Le Fonds monétaire international (FMI) a récemment diffusé ses prévisions concernant le Produit intérieur brut (PIB) de l’Algérie pour l’année 2026, mettant en avant une perspective économique majeure dans le Maghreb.
Les prévisions économiques pour 2026
Selon le FMI, le PIB de l’Algérie devrait atteindre 317,17 milliards de dollars d’ici 2026. Cette estimation marquerait une augmentation significative par rapport aux 285,72 milliards de dollars projetés pour 2025, reflétant une tendance de croissance notable d’année en année. Le FMI prévoit également un taux de croissance de 3,8 % pour l’économie algérienne en 2026. Ces anticipations s’inscrivent dans la continuité des politiques économiques mises en place récemment et influencées par les fluctuations des marchés internationaux, en particulier ceux liés à l’énergie.
Classement maghrébin et position de l’Algérie
Sur le plan régional, les prévisions du FMI positionnent l’Algérie en tête des pays maghrébins en termes de PIB nominal. L’économie algérienne surpasserait celles du Maroc, avec 194,33 milliards de dollars, de la Tunisie, à 60,75 milliards de dollars, et de la Libye, totalisant 52,45 milliards de dollars. Au niveau continental, l’Algérie se classerait au quatrième rang, après l’Afrique du Sud, l’Égypte et le Nigeria, avec des PIB respectifs de 443,64 milliards, 399,51 milliards et 334,34 milliards de dollars.

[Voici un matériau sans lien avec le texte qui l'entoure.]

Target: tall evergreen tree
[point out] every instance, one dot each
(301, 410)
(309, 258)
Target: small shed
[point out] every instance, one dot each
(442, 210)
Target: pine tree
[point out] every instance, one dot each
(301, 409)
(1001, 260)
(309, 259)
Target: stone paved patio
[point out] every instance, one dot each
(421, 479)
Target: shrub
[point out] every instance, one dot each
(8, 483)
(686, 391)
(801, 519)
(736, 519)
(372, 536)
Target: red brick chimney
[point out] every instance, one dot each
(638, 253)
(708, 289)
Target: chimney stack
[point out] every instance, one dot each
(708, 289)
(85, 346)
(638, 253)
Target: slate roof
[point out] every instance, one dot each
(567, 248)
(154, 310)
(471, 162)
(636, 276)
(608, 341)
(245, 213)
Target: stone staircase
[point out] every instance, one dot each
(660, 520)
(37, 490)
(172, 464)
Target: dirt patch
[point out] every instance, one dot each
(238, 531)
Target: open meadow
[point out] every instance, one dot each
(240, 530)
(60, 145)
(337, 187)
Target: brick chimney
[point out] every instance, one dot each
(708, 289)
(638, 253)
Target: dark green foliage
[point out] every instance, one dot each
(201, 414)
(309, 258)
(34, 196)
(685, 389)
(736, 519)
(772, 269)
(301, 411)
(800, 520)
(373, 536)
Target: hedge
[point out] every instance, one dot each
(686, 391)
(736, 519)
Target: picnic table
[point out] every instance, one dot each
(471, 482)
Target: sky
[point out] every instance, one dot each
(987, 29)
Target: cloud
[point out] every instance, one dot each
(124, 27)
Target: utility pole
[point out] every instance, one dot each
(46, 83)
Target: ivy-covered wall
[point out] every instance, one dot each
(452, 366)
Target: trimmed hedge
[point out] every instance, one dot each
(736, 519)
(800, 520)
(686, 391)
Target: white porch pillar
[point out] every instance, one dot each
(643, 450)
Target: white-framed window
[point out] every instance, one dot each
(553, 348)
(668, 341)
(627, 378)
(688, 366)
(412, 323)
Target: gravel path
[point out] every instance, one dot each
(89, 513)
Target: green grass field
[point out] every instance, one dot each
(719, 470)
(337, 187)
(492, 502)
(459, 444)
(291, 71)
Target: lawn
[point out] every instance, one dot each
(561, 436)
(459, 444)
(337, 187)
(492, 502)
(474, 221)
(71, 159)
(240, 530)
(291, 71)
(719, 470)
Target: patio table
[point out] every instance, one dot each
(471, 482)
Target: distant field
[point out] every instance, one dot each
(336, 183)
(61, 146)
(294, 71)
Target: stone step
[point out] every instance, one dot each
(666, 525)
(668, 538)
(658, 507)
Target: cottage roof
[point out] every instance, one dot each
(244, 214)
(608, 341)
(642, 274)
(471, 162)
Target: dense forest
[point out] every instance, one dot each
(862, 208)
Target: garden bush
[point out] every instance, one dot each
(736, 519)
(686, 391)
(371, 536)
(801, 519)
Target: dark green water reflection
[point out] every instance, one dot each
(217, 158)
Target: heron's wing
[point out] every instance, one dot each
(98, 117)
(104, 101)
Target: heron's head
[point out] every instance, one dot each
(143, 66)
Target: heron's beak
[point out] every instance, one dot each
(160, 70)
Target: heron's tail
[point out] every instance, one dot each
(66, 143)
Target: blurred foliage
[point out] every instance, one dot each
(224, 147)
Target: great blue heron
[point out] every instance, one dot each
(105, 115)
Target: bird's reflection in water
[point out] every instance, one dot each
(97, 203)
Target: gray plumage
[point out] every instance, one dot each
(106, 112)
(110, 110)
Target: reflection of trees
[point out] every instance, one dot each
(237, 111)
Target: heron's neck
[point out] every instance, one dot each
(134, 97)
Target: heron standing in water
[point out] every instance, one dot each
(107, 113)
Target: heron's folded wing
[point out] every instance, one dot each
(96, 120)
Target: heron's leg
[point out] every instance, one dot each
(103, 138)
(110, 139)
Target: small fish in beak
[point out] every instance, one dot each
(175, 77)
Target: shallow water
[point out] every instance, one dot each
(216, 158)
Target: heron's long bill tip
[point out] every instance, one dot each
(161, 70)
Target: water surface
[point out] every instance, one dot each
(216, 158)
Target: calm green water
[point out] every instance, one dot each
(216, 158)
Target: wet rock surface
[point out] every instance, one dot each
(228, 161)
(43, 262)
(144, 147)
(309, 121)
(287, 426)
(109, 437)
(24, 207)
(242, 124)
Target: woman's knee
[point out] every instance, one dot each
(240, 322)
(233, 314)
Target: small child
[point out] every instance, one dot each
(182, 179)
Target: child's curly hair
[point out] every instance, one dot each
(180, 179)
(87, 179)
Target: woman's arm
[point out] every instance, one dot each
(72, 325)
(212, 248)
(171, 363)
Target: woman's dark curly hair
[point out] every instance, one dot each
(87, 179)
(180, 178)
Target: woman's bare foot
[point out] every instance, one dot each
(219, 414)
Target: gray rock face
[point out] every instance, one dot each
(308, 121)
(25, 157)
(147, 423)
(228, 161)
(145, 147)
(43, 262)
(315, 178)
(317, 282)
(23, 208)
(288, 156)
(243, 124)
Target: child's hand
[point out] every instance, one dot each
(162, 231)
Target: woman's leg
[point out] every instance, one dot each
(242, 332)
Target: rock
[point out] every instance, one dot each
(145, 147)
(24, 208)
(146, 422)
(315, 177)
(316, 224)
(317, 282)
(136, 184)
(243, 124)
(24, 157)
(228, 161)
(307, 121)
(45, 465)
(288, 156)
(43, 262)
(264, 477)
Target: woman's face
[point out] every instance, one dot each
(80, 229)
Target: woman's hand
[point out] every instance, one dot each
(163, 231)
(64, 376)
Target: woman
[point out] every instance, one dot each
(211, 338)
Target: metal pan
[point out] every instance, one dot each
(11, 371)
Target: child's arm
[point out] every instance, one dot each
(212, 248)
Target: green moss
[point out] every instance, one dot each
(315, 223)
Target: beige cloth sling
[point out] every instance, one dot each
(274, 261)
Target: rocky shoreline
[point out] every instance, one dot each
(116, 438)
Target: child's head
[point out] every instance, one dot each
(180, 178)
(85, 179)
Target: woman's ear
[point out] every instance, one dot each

Analyse de la parité de pouvoir d’achat et défis à venir
En ce qui concerne la parité de pouvoir d’achat (PPA), le FMI évalue le PIB de l’Algérie à 941,54 milliards de dollars pour 2026. Cette méthode de calcul tient compte des variations de coûts de la vie entre les nations et ajuste le PIB pour refléter la capacité de production et de consommation réelles d’une économie.
Le FMI attribue cette progression économique à plusieurs facteurs, tels que le maintien des recettes pétrolières, l’investissement public accru, et les initiatives en diversification économique. Cependant, il souligne également des fragilités, comme la dépendance accrue aux hydrocarbures et le développement limité du secteur privé, qu’il est crucial d’aborder pour diversifier les sources de croissance. La transformation efficace de cette croissance en opportunités d’emploi pour la jeunesse algérienne demeure également un défi pressant, bien qu’il n’ait pas été chiffré dans les estimations du FMI.